Tra boccate d’ansia e corbellerie della famigerata zona rossa
Capisco l’urgenza di doversi cambiare le mutande perché me la sono fatta sotto e non ho quella di ricambio e devo correre al negozio di biancheria intima che, malgrado il lockdown, trovo aperto. Se invece ho la scarpe sfondate e urge un paio nuovo, il negozio di calzature lo trovo sbarrato. Poveri ristoratori hanno apparecchiato bellissime tavole davanti al Duomo e a Piazza Plebiscito di Napoli per protesta. E hanno tutte le sacrosante ragioni. Si erano adeguati a tutte le norme di sicurezze, hanno allontanato i tavoli, hanno messo tra un tavolo e l’altro il plexiglass, niente tavolate, avevano il termoscanner all’ingresso e prendevano il nominativo di chi si attovagliava per il tracciamento dei commensali in caso di contagio. Niente di tutto questo se invece vado a comprarmi “urgentissimamente” un paio di mutande.
Da Napoli sono passata a Milano (per motivi di lavoro), da zona rossa a zona rossa. Ho lasciato a Pizzofalcone un vicolame da Commedie Humaine, dove la vita scorre chiassosa come sempre, con e senza confinement ( come dicono i francesi, gli unici al mondo a non usare il termine stra/abusato di lockdown).
Al teatro e al cinema almeno mi misurano la temperatura, invece neanche un termoscanner si può permettere la pubblic company di Treni Italia? Potrei avere 39 di febbre mi lascerebbero lo stesso salire sul treno. Intanto un biglietto solo-andata Napoli-Milano, seconda classe, è un salasso di 103 euro. Vergogna. (Vai al https://www.ilfattoquotidiano.it/2020/11/18/cara-trenitalia-dopo-il-mio-ultimo-viaggio-ho-solo-una-cosa-da-dirti-vergogna/6006407/ via @fattoquotidiano ).
A Milano una domenica bestiale al Parco di via Palestro, sotto un foliage che ci rimanda a Ungaretti: Si sta come d’autunno sugli alberi le foglie. Giostre, assembramenti, picnic e concertine sull’erba. Passano un paio di pattuglie della polizia, li lasciano fare, si sono scocciati pure loro di fare i controlli.

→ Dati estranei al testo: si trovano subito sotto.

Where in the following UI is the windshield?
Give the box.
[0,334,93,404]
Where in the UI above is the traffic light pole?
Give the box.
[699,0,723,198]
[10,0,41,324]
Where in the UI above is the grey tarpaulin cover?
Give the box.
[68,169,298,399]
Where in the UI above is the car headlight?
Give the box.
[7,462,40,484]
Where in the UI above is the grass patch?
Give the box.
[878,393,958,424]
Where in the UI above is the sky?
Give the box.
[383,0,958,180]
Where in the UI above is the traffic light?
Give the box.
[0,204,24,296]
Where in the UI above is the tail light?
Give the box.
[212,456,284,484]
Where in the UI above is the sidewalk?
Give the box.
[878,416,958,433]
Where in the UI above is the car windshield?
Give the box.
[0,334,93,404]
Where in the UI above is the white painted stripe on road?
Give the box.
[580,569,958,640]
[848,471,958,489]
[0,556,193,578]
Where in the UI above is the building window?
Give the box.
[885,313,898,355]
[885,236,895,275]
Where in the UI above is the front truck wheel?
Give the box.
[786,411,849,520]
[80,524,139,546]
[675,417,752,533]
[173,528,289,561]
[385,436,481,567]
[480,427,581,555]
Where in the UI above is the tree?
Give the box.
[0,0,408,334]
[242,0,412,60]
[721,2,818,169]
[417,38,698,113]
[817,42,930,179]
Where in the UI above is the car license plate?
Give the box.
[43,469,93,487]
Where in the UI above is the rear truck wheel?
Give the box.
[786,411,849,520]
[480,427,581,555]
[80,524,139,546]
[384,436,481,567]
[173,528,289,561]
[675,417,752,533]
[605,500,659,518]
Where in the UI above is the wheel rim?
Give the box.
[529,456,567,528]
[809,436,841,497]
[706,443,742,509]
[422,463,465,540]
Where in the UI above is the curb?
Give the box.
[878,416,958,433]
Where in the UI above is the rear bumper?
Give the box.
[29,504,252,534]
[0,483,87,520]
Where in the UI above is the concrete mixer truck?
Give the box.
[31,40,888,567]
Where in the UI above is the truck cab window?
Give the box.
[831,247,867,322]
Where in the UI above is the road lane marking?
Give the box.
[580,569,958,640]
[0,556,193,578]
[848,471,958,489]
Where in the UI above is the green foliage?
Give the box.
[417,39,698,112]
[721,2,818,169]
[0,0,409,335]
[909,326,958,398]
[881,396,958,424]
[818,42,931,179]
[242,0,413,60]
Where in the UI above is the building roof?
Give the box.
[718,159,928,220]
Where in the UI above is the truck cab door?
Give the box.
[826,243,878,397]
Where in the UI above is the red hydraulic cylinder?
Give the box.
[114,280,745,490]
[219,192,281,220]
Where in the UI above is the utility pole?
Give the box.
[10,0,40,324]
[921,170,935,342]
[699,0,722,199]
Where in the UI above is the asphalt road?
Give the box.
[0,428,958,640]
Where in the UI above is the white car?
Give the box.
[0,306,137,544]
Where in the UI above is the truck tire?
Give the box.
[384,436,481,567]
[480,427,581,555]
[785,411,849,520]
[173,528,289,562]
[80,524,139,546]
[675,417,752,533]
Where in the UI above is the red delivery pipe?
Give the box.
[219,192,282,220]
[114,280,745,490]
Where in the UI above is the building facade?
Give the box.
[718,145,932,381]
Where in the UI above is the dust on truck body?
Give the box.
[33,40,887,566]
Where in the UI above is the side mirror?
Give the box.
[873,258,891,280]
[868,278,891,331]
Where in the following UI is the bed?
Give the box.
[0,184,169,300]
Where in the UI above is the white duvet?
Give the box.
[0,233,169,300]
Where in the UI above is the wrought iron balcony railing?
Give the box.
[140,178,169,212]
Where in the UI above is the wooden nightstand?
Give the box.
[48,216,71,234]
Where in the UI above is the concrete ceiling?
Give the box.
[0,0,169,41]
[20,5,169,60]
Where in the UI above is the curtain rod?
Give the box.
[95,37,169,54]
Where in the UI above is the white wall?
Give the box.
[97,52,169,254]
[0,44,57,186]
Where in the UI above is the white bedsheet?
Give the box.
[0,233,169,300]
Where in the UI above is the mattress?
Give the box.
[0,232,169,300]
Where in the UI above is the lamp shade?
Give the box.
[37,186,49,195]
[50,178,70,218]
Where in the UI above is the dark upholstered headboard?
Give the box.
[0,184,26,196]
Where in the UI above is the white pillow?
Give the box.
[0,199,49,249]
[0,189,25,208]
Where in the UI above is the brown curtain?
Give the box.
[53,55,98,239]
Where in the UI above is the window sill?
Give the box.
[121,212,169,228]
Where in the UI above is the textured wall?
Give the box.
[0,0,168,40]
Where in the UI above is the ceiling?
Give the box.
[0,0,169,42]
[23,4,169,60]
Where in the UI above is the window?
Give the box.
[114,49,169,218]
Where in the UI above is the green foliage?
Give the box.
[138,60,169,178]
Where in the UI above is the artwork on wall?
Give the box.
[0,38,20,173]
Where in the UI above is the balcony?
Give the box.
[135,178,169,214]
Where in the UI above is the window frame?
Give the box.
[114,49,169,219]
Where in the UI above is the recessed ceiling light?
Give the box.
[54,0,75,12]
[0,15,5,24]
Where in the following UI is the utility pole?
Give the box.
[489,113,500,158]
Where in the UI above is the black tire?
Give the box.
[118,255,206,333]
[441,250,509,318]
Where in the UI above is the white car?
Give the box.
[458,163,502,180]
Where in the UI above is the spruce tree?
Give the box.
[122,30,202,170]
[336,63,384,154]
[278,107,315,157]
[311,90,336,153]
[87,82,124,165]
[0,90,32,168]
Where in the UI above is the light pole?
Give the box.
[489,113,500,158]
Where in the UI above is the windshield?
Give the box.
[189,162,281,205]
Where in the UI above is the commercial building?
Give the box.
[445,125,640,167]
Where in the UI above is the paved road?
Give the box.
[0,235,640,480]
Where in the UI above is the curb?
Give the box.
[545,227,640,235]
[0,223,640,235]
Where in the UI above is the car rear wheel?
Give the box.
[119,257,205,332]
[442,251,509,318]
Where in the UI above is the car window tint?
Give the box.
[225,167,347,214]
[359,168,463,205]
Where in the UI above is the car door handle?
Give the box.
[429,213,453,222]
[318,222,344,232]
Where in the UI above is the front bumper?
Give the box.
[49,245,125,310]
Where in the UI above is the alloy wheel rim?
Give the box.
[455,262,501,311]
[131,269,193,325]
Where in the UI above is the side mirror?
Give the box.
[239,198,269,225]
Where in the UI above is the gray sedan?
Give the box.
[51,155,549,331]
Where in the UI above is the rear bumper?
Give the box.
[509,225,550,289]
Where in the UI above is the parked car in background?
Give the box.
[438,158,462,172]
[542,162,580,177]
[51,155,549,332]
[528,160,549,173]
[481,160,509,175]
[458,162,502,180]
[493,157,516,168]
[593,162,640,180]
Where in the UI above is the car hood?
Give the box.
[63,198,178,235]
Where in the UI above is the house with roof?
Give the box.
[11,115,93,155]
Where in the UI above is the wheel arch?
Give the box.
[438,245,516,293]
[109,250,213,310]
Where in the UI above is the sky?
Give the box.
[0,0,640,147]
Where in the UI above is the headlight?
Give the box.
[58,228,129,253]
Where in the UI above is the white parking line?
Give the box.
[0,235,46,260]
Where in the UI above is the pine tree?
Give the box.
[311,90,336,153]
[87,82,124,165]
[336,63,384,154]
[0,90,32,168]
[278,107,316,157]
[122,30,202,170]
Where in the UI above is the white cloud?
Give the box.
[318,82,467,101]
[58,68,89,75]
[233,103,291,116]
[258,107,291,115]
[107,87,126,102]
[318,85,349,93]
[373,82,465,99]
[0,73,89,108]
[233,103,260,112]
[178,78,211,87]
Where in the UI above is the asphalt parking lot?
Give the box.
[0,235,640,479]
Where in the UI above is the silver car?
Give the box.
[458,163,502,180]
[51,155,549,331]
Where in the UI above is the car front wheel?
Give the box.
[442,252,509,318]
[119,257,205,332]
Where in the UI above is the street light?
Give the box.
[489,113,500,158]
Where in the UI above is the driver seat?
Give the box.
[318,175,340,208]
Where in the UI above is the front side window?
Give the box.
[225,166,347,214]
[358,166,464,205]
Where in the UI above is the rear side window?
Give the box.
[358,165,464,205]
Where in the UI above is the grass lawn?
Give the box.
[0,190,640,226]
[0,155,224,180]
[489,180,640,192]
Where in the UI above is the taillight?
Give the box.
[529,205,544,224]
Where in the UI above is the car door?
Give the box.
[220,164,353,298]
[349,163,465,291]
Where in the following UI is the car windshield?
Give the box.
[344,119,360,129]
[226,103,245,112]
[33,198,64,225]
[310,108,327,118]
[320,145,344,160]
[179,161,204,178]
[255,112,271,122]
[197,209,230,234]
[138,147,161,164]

Tanto a che servono!
Perfino i supermercati, che a marzo, molto ligi, misuravano la temperatura e distanziavano gli ingressi, si sono scocciati ed entriamo a battaglioni.
Alzi la mano chi di voi si sente un concerto in streaming?
Il Teatro San Carlo e La Scala fanno quello che possono per non lasciarci a digiuno di cultura. Perché l’arte non ferma le guerre, non ferma il maledetto Virus Cinese, ma ci nutre dal profondo. Eppure il San Carlo aveva preso tutti i provvedimenti comme il faut, schermo in plexiglass e posti contingentati e per non farci avvertire il vuoto della platea avevano appoltronato i cartonati di celebrità del mondo dello spettacolo.
“Il teatro è arte, è una fede” – interviene nella discussione virtuale il drammaturgo ed ex assessore alla Cultura Massimiliano Finnazer Flory – Quando in Francia nel 1943 in una Parigi occupata dai nazisti chiusero i teatri l’iconico Louis Jouvet isolato nel suo camerino si interrogava sulla ferita lacerante inferta alla cultura. Siamo di nuovo soli, ognuno nel buio del proprio camerino”. “Ma l’umanità è più fragile rispetto a quella uscita dalla seconda guerra mondiale. Siamo una società debole, non abituata alla fatica, alla solidarietà”, analizza Umberto Galimberti, il grande psicologo. Il lockdown può dare una spinta alla creatività? Andiamoglielo a dire a quelli che hanno perso il lavoro. Serve a indagare su noi stessi, se ne siamo capaci. Belle parole, ma questa clausura imposta ci sembra meno utile della prima, non capiamo cosa fare, cosa ci viene chiesto. E vivere a propria insaputa è la cosa peggiore che ci possa capitare.